Zaporozhkoks produced 1.8 mn tons of coke in 2007 (9% of output in Ukraine, 7% less than indices of 2006). The capacity utilization rate of the plant is close to 90%.

Zaporozhstal ISW remains key consumer of the plant’s coke (the latter supplied 1.5 mn tons of coke to the steel mill last year).
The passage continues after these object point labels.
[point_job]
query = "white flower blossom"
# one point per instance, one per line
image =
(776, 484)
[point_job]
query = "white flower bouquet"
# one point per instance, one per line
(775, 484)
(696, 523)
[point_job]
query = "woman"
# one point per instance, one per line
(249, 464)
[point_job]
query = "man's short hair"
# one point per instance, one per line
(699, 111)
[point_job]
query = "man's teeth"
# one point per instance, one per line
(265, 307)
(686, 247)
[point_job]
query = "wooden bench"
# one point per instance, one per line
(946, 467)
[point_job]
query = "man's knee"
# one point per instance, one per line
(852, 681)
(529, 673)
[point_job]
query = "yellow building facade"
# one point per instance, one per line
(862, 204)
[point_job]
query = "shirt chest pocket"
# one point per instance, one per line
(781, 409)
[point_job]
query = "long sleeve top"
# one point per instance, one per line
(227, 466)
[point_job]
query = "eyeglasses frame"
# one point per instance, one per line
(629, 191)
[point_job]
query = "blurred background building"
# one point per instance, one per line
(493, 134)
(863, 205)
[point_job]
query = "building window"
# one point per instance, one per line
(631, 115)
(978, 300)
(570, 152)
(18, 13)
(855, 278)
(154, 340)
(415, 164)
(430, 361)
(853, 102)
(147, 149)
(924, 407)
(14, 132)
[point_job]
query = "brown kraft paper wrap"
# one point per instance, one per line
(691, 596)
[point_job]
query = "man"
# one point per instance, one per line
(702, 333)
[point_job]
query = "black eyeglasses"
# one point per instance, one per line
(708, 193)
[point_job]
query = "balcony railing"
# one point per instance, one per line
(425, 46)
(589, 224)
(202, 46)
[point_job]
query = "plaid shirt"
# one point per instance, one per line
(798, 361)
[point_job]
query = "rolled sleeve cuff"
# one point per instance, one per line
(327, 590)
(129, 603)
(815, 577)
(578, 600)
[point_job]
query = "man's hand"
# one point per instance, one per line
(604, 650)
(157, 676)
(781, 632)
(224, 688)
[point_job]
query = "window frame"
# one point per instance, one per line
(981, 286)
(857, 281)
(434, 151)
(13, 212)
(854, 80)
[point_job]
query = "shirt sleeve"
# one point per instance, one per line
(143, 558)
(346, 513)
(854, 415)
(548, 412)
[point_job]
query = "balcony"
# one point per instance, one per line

Zaporozhkoks meets around 80% of the mill’s demand for coke, but there is still a problem with raw stock supply.

Due to the lack of its own coal reserves, Zaporozhkoks is forced to import coking coal.

Prospects

The main demand for coking coal is determined by cast iron production upon permanent requirement of ladle productions (machine building, food processing, construction industry, chemical industry, etc.) – around 1.5 mn tons.

Potential capacities of furnace production in Ukraine make 34-38 mn tons of cast iron each year, and cast iron production volume is defined by the expected demand.

Grade structure of coal imports, according to estimates of UkrKoks (Ukrainian Coke) Production Association, should consist of 42-47% of fat coals and 40-42% of coals from grades KO, KC, and OC.

Russia remains the main exporter of Ukrainian coal, though grade structure and quality of the supplied coal has a tendency of worsening, as the best resources are applied at domestic enterprises. Besides, the share of coals extracted by open pit method will expand within the supplies. This kind of coal is described with higher petrographic heterogeneity, unstable technical features, foremost – coking capacity. Presence of large volumes of such coals in charges of Ukrainian plants demands considerable changes in technological scheme of their preparations – meaning transfer from DSh scheme (all charge reduction) to schemes DDK or GDK (differentiated or group reduction of components).

Import of coals from non-CIS states is restricted by capacities of Ukrainian ports to receive large tonnage vessels and ensure standard terms for their unloading. By and large, import of such volumes of coal in presence of imported coke becomes a problem due to transportation component.

Hence, solution to the problem of coke production and consumption can be found through reforming and developing of domestic raw stock basis, improving of coke quality, and introducing of technology of coal dust fuel application in furnace production. All these components should contribute to significantly lower consumption of metallurgic coke and, therefore, reduce shortage of domestic coking coals.